# Web scraper

This script scrapes the all the links on "https://choicebroking.freshdesk.com/support/solutions", retrieves articiles and stores it in separate documents that acts as a knowledge base for our QnA app.

## Installing Libraries

In [2]:
!pip install beautifulsoup4

Defaulting to user installation because normal site-packages is not writeable


## Importing Libraries

In [3]:
import requests
from bs4 import BeautifulSoup

## Scraping for sections

Each section will be a file/document

In [4]:
import requests
from bs4 import BeautifulSoup

# URL of the webpage to scrape
url = 'https://choicebroking.freshdesk.com/support/solutions'

# Send a request to fetch the HTML content of the webpage
response = requests.get(url)

# Parse the HTML content using BeautifulSoup
soup = BeautifulSoup(response.content, 'html.parser')

# Find all div tags with class 'cs-s'
divs = soup.find_all('div', class_='cs-s')

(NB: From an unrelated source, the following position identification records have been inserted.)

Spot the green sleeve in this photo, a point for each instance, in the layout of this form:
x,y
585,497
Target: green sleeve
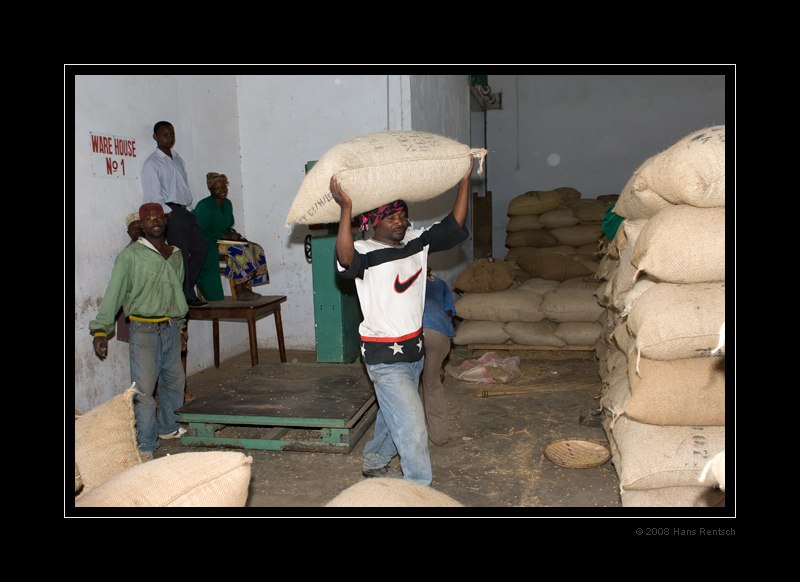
x,y
113,298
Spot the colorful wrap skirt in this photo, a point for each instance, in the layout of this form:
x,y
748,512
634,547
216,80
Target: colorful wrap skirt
x,y
245,262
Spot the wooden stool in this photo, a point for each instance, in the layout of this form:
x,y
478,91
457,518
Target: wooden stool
x,y
249,311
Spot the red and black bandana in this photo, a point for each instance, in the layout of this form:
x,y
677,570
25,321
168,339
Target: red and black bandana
x,y
373,217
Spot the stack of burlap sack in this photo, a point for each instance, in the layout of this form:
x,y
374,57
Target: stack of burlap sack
x,y
662,350
543,293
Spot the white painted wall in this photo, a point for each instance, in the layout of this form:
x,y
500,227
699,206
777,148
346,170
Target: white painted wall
x,y
260,130
589,132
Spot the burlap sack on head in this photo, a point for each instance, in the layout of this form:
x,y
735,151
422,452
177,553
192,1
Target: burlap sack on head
x,y
381,167
670,321
484,276
692,171
535,202
683,244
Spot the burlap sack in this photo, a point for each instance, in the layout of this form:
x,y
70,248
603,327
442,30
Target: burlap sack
x,y
554,264
579,333
639,205
568,193
535,202
623,338
578,235
692,171
484,276
389,492
683,244
571,304
671,321
642,284
626,274
540,333
105,441
193,479
381,167
531,238
608,199
524,222
591,250
674,497
509,305
686,392
616,396
558,218
480,332
540,286
651,456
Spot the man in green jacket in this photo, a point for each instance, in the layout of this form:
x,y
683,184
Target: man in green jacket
x,y
147,281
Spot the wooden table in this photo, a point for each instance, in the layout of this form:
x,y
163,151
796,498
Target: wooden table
x,y
250,311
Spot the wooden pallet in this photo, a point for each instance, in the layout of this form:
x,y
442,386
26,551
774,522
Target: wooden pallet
x,y
512,348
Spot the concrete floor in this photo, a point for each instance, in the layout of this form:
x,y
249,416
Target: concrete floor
x,y
493,463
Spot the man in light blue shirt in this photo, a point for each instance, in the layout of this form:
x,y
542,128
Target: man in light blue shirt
x,y
164,181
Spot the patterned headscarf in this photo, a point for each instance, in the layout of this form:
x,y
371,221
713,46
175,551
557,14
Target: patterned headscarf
x,y
374,217
212,177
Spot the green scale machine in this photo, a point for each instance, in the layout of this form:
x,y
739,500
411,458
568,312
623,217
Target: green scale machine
x,y
322,407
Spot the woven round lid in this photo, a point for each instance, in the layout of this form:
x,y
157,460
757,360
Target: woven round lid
x,y
577,453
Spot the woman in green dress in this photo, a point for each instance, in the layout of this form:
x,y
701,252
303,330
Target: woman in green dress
x,y
245,263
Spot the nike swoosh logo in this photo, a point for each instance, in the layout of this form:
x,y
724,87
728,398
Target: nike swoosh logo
x,y
403,287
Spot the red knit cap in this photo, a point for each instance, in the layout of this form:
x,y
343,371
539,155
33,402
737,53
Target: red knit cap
x,y
150,209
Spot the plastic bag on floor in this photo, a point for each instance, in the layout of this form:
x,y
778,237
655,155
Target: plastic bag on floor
x,y
491,368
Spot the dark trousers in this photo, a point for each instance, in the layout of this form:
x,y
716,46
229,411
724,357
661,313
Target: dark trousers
x,y
184,233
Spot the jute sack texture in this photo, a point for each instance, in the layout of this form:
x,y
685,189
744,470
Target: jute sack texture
x,y
194,479
378,168
674,497
683,244
509,305
485,276
540,333
387,492
652,456
671,321
105,441
685,392
692,171
535,202
480,332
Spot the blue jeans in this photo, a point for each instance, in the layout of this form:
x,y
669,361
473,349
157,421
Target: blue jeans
x,y
400,423
156,356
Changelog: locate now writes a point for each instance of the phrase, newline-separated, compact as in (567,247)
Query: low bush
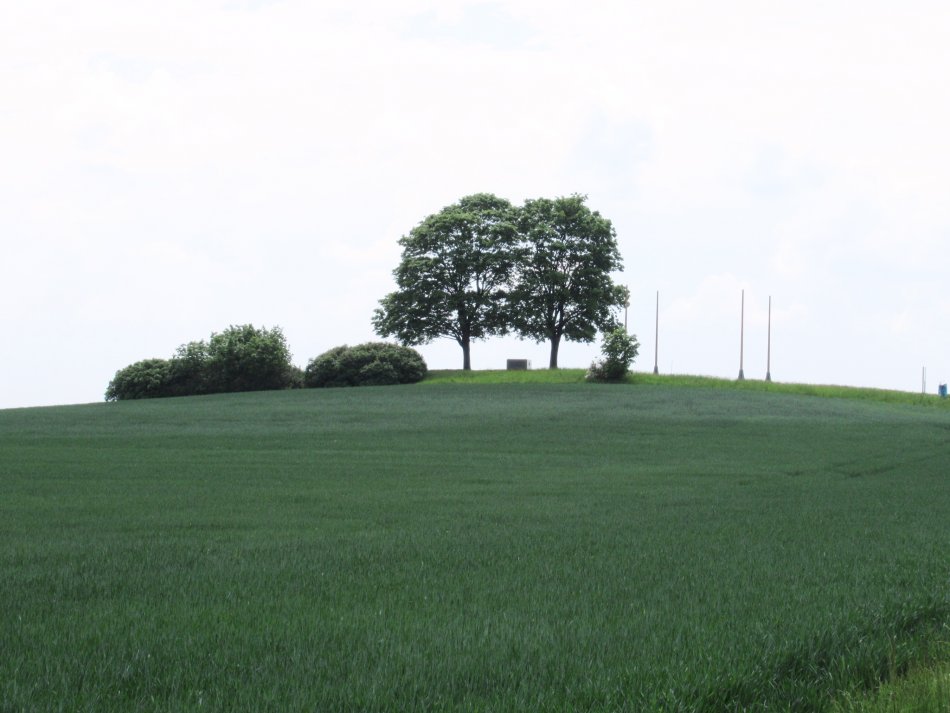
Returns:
(370,364)
(241,358)
(146,379)
(619,349)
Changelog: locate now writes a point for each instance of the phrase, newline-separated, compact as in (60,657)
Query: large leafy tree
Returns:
(564,289)
(453,275)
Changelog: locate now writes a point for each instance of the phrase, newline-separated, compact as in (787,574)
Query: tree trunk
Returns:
(555,344)
(466,354)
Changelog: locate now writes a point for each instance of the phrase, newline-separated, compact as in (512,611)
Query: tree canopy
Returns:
(563,288)
(481,267)
(453,277)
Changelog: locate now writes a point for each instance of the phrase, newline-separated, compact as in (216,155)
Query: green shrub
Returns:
(144,379)
(244,358)
(370,364)
(241,358)
(619,349)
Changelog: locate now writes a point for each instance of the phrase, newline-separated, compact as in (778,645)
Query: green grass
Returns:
(576,376)
(495,547)
(921,690)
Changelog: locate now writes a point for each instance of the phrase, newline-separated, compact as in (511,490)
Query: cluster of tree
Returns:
(241,358)
(483,267)
(371,364)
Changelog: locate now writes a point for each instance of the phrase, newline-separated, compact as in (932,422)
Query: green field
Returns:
(532,546)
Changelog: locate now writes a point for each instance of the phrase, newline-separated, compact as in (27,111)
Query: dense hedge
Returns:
(241,358)
(370,364)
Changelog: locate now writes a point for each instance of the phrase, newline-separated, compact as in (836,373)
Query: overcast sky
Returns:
(170,168)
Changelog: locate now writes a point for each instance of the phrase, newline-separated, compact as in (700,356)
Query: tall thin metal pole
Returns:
(768,359)
(742,338)
(626,306)
(656,341)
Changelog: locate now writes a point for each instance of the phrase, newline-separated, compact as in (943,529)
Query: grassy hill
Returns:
(494,547)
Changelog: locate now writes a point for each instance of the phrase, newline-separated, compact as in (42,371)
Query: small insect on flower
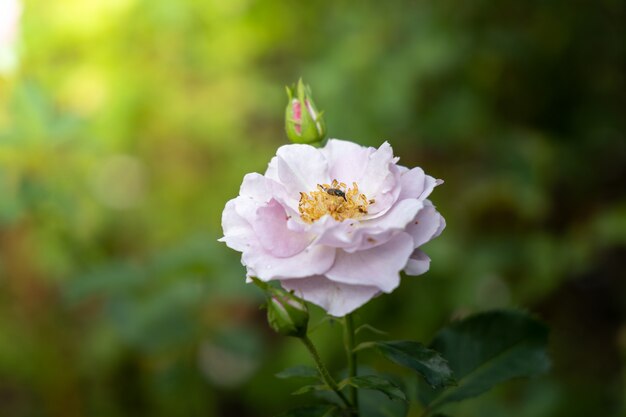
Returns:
(345,242)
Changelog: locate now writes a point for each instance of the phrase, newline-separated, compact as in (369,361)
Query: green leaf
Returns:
(373,382)
(486,349)
(369,328)
(312,411)
(308,388)
(300,371)
(426,362)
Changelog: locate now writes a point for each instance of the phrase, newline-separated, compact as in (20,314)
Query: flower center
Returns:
(334,199)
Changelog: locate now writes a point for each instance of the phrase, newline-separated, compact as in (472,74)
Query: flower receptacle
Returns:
(304,123)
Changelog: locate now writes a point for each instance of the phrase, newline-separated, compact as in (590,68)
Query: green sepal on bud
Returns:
(287,314)
(303,122)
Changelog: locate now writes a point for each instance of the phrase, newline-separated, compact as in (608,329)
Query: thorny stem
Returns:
(352,370)
(328,379)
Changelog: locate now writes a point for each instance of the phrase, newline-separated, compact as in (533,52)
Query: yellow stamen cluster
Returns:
(335,199)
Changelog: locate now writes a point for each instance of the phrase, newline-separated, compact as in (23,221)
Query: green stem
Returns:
(328,379)
(426,412)
(352,369)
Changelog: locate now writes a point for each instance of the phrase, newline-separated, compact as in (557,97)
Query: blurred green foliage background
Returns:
(130,123)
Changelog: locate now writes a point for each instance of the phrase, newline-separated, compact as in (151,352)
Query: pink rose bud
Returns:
(303,122)
(287,314)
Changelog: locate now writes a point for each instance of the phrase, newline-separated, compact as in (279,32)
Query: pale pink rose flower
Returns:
(336,224)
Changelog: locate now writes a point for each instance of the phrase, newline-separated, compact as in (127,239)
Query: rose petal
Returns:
(237,232)
(418,263)
(336,298)
(378,266)
(347,161)
(300,168)
(355,236)
(271,230)
(314,260)
(427,225)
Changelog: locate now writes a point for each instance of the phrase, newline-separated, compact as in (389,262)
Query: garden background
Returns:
(129,123)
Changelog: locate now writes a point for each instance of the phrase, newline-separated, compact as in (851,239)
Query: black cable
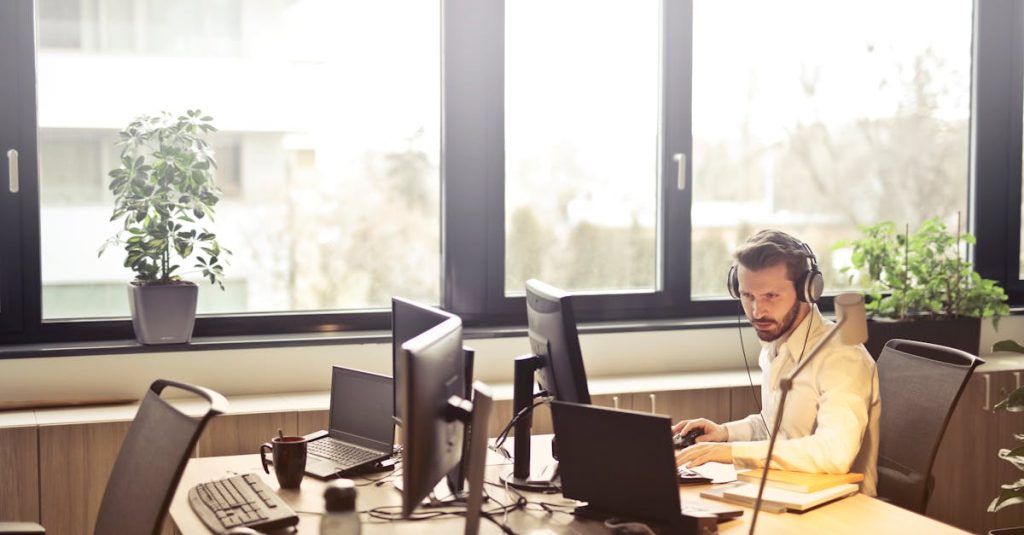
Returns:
(742,347)
(503,436)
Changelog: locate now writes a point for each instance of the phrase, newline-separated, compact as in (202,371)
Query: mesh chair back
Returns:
(920,384)
(151,461)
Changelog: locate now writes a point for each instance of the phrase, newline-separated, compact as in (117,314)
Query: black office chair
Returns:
(148,465)
(920,384)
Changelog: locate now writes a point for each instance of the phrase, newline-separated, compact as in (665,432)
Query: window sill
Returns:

# Initialize a list to store the anchor tags
sections = []

# Iterate through each div to find h3 tags and then the anchor tags within them
for div in divs:
    h3 = div.find('h3', class_='heading')
    if h3:
        anchor = h3.find('a')
        if anchor:
            sections.append({
                "section": anchor.text, 
                "url": f"https://choicebroking.freshdesk.com{anchor['href']}"
            })

# Print the list of anchor tags
print(sections)

[{'section': 'Updates & Releases', 'url': 'https://choicebroking.freshdesk.com/support/solutions/22000109390'}, {'section': 'General', 'url': 'https://choicebroking.freshdesk.com/support/solutions/22000017154'}, {'section': 'Stocks', 'url': 'https://choicebroking.freshdesk.com/support/solutions/22000108822'}, {'section': 'Mutual Funds', 'url': 'https://choicebroking.freshdesk.com/support/solutions/22000108824'}, {'section': 'Stratezy', 'url': 'https://choicebroking.freshdesk.com/support/solutions/22000108825'}, {'section': 'Jiffy Global', 'url': 'https://choicebroking.freshdesk.com/support/solutions/22000108826'}, {'section': 'Secured Products', 'url': 'https://choicebroking.freshdesk.com/support/solutions/22000108827'}, {'section': 'Insurance', 'url': 'https://choicebroking.freshdesk.com/support/solutions/22000108899'}, {'section': 'Loan', 'url': 'https://choicebroking.freshdesk.com/support/solutions/22000109076'}, {'section': 'Product', 'url': 'https://choicebroking.freshdesk.com/sup

## Scraping for links in a section

Each link will be a QnA pair

In [5]:
sections[0]['url']

'https://choicebroking.freshdesk.com/support/solutions/22000109390'

In [6]:
for section in sections:
    section_url = section['url']

    # Send a get request to the url
    response = requests.get(section_url)

    # Parse the HTML document
    soup = BeautifulSoup(response.content, 'html.parser')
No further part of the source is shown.